The BDPSNR degradation associated with failures in a single embedded SRAM can be quickly and easily measured by software simulation. However, to obtain the total BDPSNR degradation of video compression consisting of numerous embedded SRAMs is time consuming because the number of all possible combinations of embedded SRAM sizes significantly increases as the number of the embedded SRAMs increases. To save time, the total BDPSNR degradation is not measured by using software simulation. Instead, an estimation model is used to derive the total BDPSNR degradation associated with various combinations of failures in several embedded SRAMs. Although the total BDPSNR degradation can be simply estimated by summation of the individual BDPSNR degradations from each SRAM, this approach may cause considerable errors because overlapping failures from various SRAMs that occur in a single sample (*i.e.*, pixel consisting of eight bits) are not considered. Therefore, the probabilities that various SRAM failures overlap in a single pixel should be included in the estimation model in order to achieve more accurate estimates. Table III shows the probabilities of SRAM failures in video compression according to the number of failures in a single pixel when n SRAMs are considered. The first column presents the number of SRAM failures in a single pixel, while the second column shows the occurrence probabilities of each case. The parameter  $f_{av}$  which denotes an identical failure probability on a single bit can be derived from  $x_{av}$  by (3). As a single pixel is represented by eight bits, the probability that SRAM failures occur in a single pixel is eight times  $f_{av}$ . When SRAM failures occur, all failures, except for a single failure, mean overlapping failures in a single pixel; thus, the probability of overlapping failures denoted by  $f_{ov}$  is formulated as follows:

$$f_{ov} = 1 - \frac{{}^{n}C_{1} \cdot (8 \cdot f_{av})^{1} \cdot (1 - 8 \cdot f_{av})^{n-1}}{1 - (1 - 8 \cdot f_{av})^{n}}.$$
 (5)

In (5),  $f_{ov}$  is a constant which can be derived from  $f_{av}$ . Therefore, the total BDPSNR degradation in video compression,



Fig. 6. Linear functions between SRAM failure probabilities and BDPSNRs in each assessed SRAM. (a) Ref\_SRAM\_Y. (b) Ref\_SRAM\_UV. (c) Curr\_SRAM. (d) Recon\_SRAM. (e) MC\_SRAM. (f) IP\_SRAM.

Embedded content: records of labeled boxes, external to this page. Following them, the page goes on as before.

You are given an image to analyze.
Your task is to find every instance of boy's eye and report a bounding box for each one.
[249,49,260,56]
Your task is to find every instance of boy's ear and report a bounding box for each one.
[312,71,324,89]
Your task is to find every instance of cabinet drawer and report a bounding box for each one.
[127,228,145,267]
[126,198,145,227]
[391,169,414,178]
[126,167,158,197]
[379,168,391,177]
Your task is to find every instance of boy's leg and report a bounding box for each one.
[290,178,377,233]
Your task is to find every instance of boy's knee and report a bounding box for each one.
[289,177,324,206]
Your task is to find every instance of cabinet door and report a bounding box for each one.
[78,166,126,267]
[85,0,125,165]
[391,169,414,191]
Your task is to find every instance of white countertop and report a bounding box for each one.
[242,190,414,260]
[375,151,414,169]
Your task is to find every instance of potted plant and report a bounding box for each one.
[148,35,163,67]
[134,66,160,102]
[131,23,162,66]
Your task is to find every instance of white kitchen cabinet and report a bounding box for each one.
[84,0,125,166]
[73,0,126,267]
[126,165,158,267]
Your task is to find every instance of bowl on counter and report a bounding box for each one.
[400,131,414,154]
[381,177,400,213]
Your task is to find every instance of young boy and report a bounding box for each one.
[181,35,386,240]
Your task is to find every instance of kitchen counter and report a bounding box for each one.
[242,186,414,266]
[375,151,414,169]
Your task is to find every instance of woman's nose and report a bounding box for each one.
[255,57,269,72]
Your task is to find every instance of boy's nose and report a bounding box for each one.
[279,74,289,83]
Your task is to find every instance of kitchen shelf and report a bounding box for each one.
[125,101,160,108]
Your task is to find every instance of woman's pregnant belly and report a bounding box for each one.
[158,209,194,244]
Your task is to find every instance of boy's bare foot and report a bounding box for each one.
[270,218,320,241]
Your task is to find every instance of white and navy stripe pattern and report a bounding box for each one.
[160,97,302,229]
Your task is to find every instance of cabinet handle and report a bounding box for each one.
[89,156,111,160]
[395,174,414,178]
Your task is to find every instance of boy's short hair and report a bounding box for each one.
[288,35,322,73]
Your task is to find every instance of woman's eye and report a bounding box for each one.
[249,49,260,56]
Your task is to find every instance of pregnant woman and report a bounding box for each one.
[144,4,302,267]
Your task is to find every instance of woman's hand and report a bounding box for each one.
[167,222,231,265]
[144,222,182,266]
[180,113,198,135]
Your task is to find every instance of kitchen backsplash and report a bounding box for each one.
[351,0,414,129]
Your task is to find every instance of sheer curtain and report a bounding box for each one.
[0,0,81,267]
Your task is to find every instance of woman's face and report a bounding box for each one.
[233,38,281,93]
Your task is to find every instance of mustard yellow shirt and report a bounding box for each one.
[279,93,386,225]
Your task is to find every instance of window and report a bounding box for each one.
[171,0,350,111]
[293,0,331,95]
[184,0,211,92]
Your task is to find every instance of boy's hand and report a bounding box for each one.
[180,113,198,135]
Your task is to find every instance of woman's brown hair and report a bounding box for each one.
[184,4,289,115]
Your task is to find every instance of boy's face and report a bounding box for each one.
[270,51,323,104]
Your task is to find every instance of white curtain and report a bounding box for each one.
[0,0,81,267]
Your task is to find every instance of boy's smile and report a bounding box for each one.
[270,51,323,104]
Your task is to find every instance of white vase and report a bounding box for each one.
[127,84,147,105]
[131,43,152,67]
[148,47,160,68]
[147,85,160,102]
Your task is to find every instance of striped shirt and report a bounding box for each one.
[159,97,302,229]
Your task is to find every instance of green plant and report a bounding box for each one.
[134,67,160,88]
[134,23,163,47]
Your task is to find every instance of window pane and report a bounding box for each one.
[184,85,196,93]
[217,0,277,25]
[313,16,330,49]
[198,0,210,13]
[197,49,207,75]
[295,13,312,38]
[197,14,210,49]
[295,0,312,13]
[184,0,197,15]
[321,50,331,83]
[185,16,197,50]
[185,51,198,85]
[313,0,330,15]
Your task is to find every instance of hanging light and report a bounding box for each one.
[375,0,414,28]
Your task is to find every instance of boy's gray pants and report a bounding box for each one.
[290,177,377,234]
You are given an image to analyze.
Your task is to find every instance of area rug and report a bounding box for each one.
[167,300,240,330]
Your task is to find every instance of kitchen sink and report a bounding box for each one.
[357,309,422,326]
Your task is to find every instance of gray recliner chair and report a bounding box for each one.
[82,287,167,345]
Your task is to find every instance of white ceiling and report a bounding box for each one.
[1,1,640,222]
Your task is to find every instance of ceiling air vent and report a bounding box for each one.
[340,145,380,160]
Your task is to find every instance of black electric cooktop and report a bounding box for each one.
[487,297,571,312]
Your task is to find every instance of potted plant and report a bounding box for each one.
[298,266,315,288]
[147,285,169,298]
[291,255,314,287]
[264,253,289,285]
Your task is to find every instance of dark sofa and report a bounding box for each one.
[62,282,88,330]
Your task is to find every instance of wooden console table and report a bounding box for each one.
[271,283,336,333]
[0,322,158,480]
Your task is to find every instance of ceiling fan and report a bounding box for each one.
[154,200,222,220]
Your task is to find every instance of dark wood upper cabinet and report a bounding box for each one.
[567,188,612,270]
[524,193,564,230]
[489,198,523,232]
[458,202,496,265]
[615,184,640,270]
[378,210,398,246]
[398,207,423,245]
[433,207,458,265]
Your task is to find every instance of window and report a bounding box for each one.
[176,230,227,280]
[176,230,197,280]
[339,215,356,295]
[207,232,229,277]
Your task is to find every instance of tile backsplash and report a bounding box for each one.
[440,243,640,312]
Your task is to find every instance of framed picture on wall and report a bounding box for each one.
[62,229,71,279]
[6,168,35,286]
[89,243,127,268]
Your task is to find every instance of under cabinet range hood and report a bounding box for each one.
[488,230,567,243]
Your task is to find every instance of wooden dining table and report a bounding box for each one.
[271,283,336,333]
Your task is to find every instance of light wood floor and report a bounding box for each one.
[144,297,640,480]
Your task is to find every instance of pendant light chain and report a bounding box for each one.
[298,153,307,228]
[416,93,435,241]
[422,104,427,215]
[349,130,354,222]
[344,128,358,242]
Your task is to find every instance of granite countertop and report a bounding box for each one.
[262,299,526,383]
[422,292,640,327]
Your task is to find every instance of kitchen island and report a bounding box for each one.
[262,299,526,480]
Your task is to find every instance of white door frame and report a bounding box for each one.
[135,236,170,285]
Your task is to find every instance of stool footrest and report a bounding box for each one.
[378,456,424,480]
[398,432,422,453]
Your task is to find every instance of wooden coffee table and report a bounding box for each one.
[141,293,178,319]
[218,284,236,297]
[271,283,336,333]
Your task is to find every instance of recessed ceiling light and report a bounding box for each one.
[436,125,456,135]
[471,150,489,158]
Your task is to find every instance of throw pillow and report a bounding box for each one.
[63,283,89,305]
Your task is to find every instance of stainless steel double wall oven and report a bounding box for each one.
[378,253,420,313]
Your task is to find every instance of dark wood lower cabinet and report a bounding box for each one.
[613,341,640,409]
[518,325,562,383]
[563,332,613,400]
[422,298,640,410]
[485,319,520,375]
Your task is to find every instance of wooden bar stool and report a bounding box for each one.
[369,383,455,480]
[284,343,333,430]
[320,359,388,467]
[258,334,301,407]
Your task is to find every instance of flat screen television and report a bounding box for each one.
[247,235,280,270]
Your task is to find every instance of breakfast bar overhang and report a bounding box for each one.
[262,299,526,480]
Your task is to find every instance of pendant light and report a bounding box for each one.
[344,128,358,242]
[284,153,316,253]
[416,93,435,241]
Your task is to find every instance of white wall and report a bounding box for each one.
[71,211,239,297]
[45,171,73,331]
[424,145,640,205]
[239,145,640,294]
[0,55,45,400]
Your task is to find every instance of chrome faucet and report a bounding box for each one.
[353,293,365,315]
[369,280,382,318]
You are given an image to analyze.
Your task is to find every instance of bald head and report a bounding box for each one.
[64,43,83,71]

Fig. 7. Comparison of measured and modeled BDPSNR results.

denoted by  $p_t$ , can be approximately formulated as follows:

$$p_t = \sum_{i=1}^{n} p_i \cdot (1 - f_{ov}).$$
(6)

Fig. 7 compares two graphs; the black graph denotes the estimated total BDPSNR degradation using the proposed model and the gray graph denotes the measured total BDPSNR degradation by software simulation. Comparison indicates that the proposed model estimates are similar to the simulation results. The average difference between the "Measured" and "Modeled" is approximately 8.1%. It should be noted that the trends of two graphs are noticeably similar and the magnitude of the differences between the two graphs is also relatively consistent. These results imply that the proposed model can be reasonably utilized during video compression for roughly estimating the total BDPSNR degradation through assessment of individual BDPSNR degradation values.

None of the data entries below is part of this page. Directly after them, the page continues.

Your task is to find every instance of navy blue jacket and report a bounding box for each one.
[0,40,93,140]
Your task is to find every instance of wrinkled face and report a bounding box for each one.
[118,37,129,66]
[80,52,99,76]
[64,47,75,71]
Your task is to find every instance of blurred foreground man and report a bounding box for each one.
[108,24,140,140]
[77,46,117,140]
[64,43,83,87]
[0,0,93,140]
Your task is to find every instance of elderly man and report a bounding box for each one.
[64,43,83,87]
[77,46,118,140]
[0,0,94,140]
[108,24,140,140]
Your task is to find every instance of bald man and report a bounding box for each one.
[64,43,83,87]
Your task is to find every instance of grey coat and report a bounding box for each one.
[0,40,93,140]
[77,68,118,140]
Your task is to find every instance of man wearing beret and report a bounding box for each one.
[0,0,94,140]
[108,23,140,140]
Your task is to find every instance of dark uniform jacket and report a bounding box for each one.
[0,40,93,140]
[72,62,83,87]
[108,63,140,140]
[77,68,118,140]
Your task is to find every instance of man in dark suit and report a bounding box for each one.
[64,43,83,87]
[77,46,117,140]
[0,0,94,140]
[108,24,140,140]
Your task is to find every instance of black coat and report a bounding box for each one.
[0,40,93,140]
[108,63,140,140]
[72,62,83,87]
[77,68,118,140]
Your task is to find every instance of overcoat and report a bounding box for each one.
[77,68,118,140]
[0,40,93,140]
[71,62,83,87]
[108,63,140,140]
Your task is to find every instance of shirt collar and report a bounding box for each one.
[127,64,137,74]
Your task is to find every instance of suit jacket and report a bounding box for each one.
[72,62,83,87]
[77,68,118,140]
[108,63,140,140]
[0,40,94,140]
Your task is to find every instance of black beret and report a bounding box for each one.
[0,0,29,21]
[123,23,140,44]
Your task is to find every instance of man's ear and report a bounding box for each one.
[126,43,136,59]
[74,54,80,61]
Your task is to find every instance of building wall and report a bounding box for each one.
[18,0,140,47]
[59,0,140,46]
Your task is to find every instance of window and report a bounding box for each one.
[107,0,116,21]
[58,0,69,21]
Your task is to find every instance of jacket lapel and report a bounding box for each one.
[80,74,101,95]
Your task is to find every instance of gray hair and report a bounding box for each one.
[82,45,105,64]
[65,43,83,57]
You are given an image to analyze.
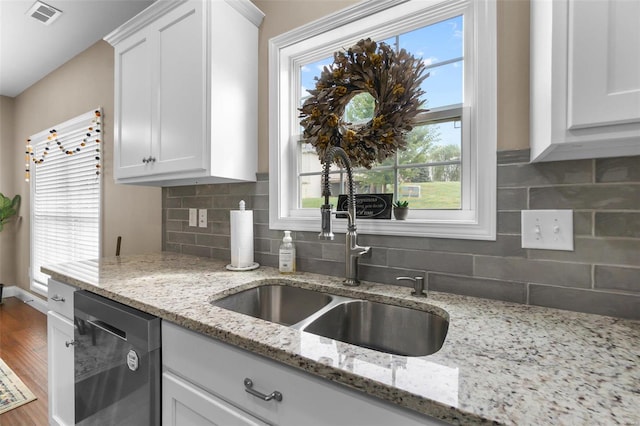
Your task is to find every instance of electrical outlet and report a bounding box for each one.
[189,209,198,226]
[522,210,573,251]
[198,209,207,228]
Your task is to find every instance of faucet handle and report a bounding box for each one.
[396,277,427,297]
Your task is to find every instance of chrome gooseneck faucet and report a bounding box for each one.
[318,146,371,286]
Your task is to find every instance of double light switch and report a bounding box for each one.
[522,210,573,251]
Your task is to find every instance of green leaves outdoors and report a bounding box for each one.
[0,192,20,231]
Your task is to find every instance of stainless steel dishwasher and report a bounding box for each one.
[74,290,161,426]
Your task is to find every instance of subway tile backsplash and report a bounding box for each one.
[162,150,640,319]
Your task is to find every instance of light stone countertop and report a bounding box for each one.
[42,252,640,425]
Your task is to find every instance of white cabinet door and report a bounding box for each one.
[162,372,267,426]
[162,321,444,426]
[47,311,75,426]
[568,0,640,128]
[114,30,153,179]
[530,0,640,161]
[105,0,264,186]
[114,2,207,179]
[151,2,207,174]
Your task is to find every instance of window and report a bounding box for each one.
[30,110,102,294]
[270,0,496,239]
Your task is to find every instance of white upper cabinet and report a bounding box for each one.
[531,0,640,161]
[105,0,264,186]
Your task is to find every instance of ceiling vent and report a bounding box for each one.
[27,1,62,25]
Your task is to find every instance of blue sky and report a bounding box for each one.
[301,16,462,108]
[300,16,463,148]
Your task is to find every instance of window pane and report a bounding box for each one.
[396,164,461,210]
[399,16,463,66]
[421,61,463,108]
[298,143,322,173]
[398,120,462,165]
[300,57,333,100]
[352,169,395,194]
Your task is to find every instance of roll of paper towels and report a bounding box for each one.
[231,201,254,268]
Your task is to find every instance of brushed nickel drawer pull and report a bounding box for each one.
[244,378,282,402]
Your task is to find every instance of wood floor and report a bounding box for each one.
[0,297,48,426]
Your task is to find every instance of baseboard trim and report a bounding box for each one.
[2,285,47,314]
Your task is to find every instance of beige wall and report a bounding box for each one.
[13,41,162,289]
[253,0,529,172]
[0,96,17,285]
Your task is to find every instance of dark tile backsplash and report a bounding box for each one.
[162,150,640,319]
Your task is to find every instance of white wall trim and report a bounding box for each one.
[2,285,47,314]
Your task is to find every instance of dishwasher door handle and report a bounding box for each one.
[244,378,282,402]
[85,320,127,342]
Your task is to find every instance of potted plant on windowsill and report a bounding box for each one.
[393,200,409,220]
[0,192,20,232]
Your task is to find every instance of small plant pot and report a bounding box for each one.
[393,207,409,220]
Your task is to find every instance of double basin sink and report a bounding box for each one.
[211,285,449,357]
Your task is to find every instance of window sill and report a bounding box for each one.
[269,213,496,241]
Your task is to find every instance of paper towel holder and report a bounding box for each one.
[226,200,260,272]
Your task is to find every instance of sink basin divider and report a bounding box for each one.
[288,294,362,331]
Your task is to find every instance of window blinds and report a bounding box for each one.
[27,109,102,289]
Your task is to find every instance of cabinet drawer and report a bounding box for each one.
[47,279,77,318]
[162,321,444,426]
[162,372,268,426]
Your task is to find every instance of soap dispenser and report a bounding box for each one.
[279,231,296,274]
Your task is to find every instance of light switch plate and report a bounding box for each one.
[198,209,207,228]
[522,210,573,251]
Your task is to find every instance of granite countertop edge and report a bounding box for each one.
[42,252,640,424]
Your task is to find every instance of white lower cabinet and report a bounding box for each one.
[162,372,267,426]
[162,321,444,426]
[47,311,75,426]
[47,279,77,426]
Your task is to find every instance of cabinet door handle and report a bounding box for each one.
[244,378,282,402]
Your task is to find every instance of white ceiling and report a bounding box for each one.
[0,0,153,97]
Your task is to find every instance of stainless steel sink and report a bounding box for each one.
[211,285,449,356]
[303,300,449,356]
[212,285,332,325]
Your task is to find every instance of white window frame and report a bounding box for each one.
[29,108,104,296]
[269,0,497,240]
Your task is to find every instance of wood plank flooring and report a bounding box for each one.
[0,297,48,426]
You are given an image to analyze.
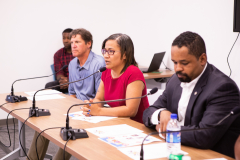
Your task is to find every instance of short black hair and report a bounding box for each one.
[102,33,138,73]
[62,28,73,34]
[172,31,207,59]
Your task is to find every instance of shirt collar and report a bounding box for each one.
[180,63,207,88]
[77,51,93,70]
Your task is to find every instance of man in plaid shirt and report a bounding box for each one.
[45,28,74,93]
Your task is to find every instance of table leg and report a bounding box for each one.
[0,120,52,160]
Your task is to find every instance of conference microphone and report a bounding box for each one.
[29,67,106,117]
[60,88,158,141]
[140,106,240,160]
[6,65,68,103]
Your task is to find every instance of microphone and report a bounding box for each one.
[6,65,68,103]
[140,107,240,160]
[60,88,158,141]
[29,67,106,117]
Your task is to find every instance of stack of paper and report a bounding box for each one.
[65,111,117,123]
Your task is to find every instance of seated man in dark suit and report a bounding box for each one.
[45,28,74,93]
[143,32,240,157]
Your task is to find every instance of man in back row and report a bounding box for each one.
[143,32,240,157]
[28,28,105,160]
[45,28,74,93]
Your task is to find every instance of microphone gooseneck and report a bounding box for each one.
[6,65,68,103]
[29,67,106,117]
[140,107,240,160]
[60,88,158,141]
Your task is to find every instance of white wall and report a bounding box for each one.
[0,0,240,119]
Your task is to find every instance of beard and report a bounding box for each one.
[176,71,191,83]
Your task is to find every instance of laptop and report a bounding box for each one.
[139,52,165,73]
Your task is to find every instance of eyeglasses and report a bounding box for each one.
[102,49,121,55]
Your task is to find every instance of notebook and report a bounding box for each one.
[139,52,165,73]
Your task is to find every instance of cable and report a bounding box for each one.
[0,102,9,107]
[13,118,15,151]
[19,113,34,160]
[63,132,72,160]
[0,108,29,147]
[227,33,239,77]
[162,61,172,71]
[35,127,62,160]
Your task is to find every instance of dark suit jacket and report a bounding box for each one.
[143,63,240,157]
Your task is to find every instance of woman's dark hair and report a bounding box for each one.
[172,31,207,59]
[102,33,138,73]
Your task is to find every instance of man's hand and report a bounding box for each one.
[156,110,172,138]
[59,76,68,89]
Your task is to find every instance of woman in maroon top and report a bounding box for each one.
[82,33,149,123]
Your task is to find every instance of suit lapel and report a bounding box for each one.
[184,63,211,126]
[170,78,182,114]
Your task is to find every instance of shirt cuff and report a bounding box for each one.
[151,108,166,125]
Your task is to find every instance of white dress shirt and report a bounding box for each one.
[151,63,207,126]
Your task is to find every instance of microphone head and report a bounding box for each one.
[149,87,158,94]
[231,106,240,114]
[99,67,107,72]
[63,64,68,69]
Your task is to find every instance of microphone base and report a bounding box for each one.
[29,107,51,117]
[60,127,88,141]
[6,95,28,103]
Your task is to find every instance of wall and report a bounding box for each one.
[0,0,240,119]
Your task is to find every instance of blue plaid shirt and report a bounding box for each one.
[68,51,105,100]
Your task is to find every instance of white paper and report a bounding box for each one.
[25,89,62,96]
[64,111,117,123]
[204,158,227,160]
[86,124,143,137]
[99,133,161,148]
[27,94,65,101]
[118,143,188,160]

2) Video Quality Problem Definition: The problem can be stated as follows: Within a given target supply voltage and an SRAM area constraint, determine each of the SRAM bit-cell sizes to various embedded SRAMs in the video encoder so that video quality is maximized. This problem can be resolved by finding the best combination of SRAM bit-cell sizes for each of the embedded SRAMs that minimizes  $p_t$ . By using (3), (4), and (6), this problem can be expressed as follows:

$$\min p_t = \min \sum_{i=1}^{n} p_i \cdot (1 - f_{ov})$$
$$= \min \sum_{i=1}^{n} (1 - f_{ov}) \cdot (a \cdot g_i \cdot e^{-b \cdot x_i} + c_i).$$
(7)

In the last equation in (7), only  $x_i$  needs to be decided in order to minimize BDPSNR degradation because a, b,  $g_i$ , and  $c_i$  are constants that have already been determined by prior simulations. Term  $x_i$  has a range that the embedded SRAMs can select, and it has a limitation such that only a discrete value in an interval unit of a  $0.05 \times$  normalized bit-cell size can be selected. These conditions are expressed as follows:

$$R_{min} \le x_i \le R_{max} \tag{8}$$

where  $R_{min}$  and  $R_{max}$  denote the minimum and maximum values, respectively, of the available range. It should be noted that (2) should also be considered in order to maintain the total SRAM area when the best combination of SRAM bit-cell sizes is determined.

#### D. Optimization

1) Lagrange Multipliers: In mathematical optimization, the Lagrange multiplier method, which has a duality characteristic, is widely utilized for determining local maxima and minima of a function subject to constraints [23]. In order to solve (7), there are three constraints derived from (2) and (8), and these are presented as follows:

$$-x_i + R_{min} \le 0. \tag{9}$$

$$x_i - R_{max} \le 0. \tag{10}$$

$$(\sum_{i=1}^{n} A_i \cdot x_i) - x_{av} \le 0.$$
(11)

To utilize Lagrange multipliers, the constraints should be defined in a continuous space; thus, a relaxation process, which is a technique for transforming discrete problems into continuous problems, is applied to (8). As a consequence, (9) and (10) are formulated. These constraints should satisfy the need for primal feasibility and thus, they have inequality. By combining (7), (9), (10), and (11), a weighted sum of objective and constraint functions is formulated with the Lagrange function as follows:

$$L = \sum_{i=1}^{n} (1 - f_{ov}) \cdot (a \cdot g_i \cdot e^{-b \cdot x_i} + c_i) + \sum_{i=1}^{n} \alpha_i \cdot (-x_i + R_{min}) + \sum_{i=1}^{n} \beta_i \cdot (x_i - R_{max}) + \gamma \cdot [(\sum_{i=1}^{n} A_i \cdot x_i) - x_{av}] \quad (12)$$

where  $\alpha_i$ ,  $\beta_i$ , and  $\gamma$  are Lagrange multipliers associated with (9), (10), and (11), respectively. These Lagrange multipliers are equal to or larger than zero in order to satisfy dual feasibility. The most important point is that (12) is always equal to or less than the objective function (*i.e.*, the first term of the right side) because all of the second, third, and fourth terms of the right side are negative values and thus, it can be expressed as follows:

$$L \le \sum_{i=1}^{n} (1 - f_{ov}) \cdot (a \cdot g_i \cdot e^{-b \cdot x_i} + c_i).$$
(13)

Therefore, the minimal value of the objective function in the right side of (13) is formulated by the maximum value of the Lagrange function in the left side of (13); consequently, those solutions that satisfy the maximum value of the Lagrange function in (12) become the optimal solutions of the given problem.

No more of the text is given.